EUGENE, OR — Chip Kelly is now the head coach of the Philadelphia Eagles, but like Bobby Bowden (most recently) before him, he had the opportunity to hand-pick his successor.

And like Bowden’s bunch in the ’90s Kelly coached the fastest, most exciting, most song-tastic team in the country.

Kelly’s Jimbo Fisher, however, is named Mark Helfrich, and Mark Helfrich plans on changing nothing within the fast and furious Oregon offense. Well, almost nothing.

“I won’t wear a visor. I’ll eat more vegetables,” the coach said during his meet-the-press tour.

No visors, more vegetables. Check.

But regardless of insistence, Kelly and Helfrich are different.

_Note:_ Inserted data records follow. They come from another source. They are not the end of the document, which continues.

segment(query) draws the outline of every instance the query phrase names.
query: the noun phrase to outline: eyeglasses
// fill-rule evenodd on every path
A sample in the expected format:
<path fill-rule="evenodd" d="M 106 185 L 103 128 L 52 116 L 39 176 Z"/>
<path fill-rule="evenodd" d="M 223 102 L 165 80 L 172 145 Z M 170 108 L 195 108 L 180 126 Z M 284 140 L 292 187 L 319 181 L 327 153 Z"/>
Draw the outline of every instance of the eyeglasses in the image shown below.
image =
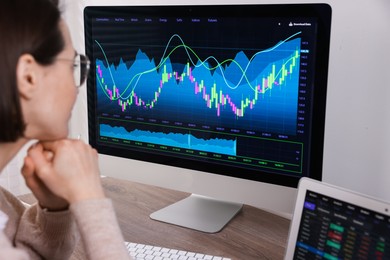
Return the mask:
<path fill-rule="evenodd" d="M 62 58 L 57 60 L 73 61 L 74 83 L 76 87 L 80 87 L 81 85 L 83 85 L 83 83 L 88 77 L 89 68 L 91 64 L 87 56 L 77 53 L 74 60 L 62 59 Z"/>
<path fill-rule="evenodd" d="M 83 85 L 83 83 L 87 79 L 90 65 L 91 62 L 89 61 L 87 56 L 83 54 L 77 54 L 73 64 L 73 77 L 76 87 L 80 87 L 81 85 Z"/>

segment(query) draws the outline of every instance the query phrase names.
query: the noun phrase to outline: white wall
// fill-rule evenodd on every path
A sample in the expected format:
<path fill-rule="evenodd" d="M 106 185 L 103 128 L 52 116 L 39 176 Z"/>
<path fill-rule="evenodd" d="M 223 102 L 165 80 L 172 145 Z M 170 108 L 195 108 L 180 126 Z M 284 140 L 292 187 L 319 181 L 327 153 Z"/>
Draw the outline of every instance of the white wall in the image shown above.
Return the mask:
<path fill-rule="evenodd" d="M 390 201 L 390 1 L 337 1 L 324 181 Z"/>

First and foremost, Helfrich hails from Oregon, meaning the crusty New England attitude that had championed the fleet flock has been supplanted by a guy hailing from Marshfield High School.

And unlike Kelly, Oregon wasn’t Helfrich’s first rodeo under the bright lights — after his days as an Oregon grad assistant, he served as quarterbacks coach at Boise State (coaching up Bart Hendricks), Arizona State (Andrew Walter) and Colorado.

Kelly, by contrast, had come from the fertile assistant coaching grounds of the University of New Hampshire.

None of this is an indication of success, by the way, and if pedigree mattered in the slightest when it came to coaching success (and it doesn’t) then the Brother’s Ryan might have won an important game by now, Lane Kiffin would be able to figure out how to find a guy to coach a defense and Joe Lombardi would have been ushered into the presumably mahogany-clad offices in the bowels of Lambeau Field.

What will remain the same is the players trust in the system. They wanted Helfrich, and that’s because Oregon’s system doesn’t require a mastermind to operate it. The system simply requires assertive cogs and minimal hesitation. QB Marcus Mariota makes as many decisions within a zone-read scheme as a coach on the sidelines. Same goes for the ridiculously intelligent offensive lineman.

On the defensive side of the ball, Nick Aliotti ignored the low-hanging fruit in Los Angeles to stay on at Oregon. And considering his unit is fairly autonomous from the offense, Ifo Ekpre-Olomu, Avery Patterson and Co. should be as effective as last year.

Chip may be gone, but football at Autzen will carry on.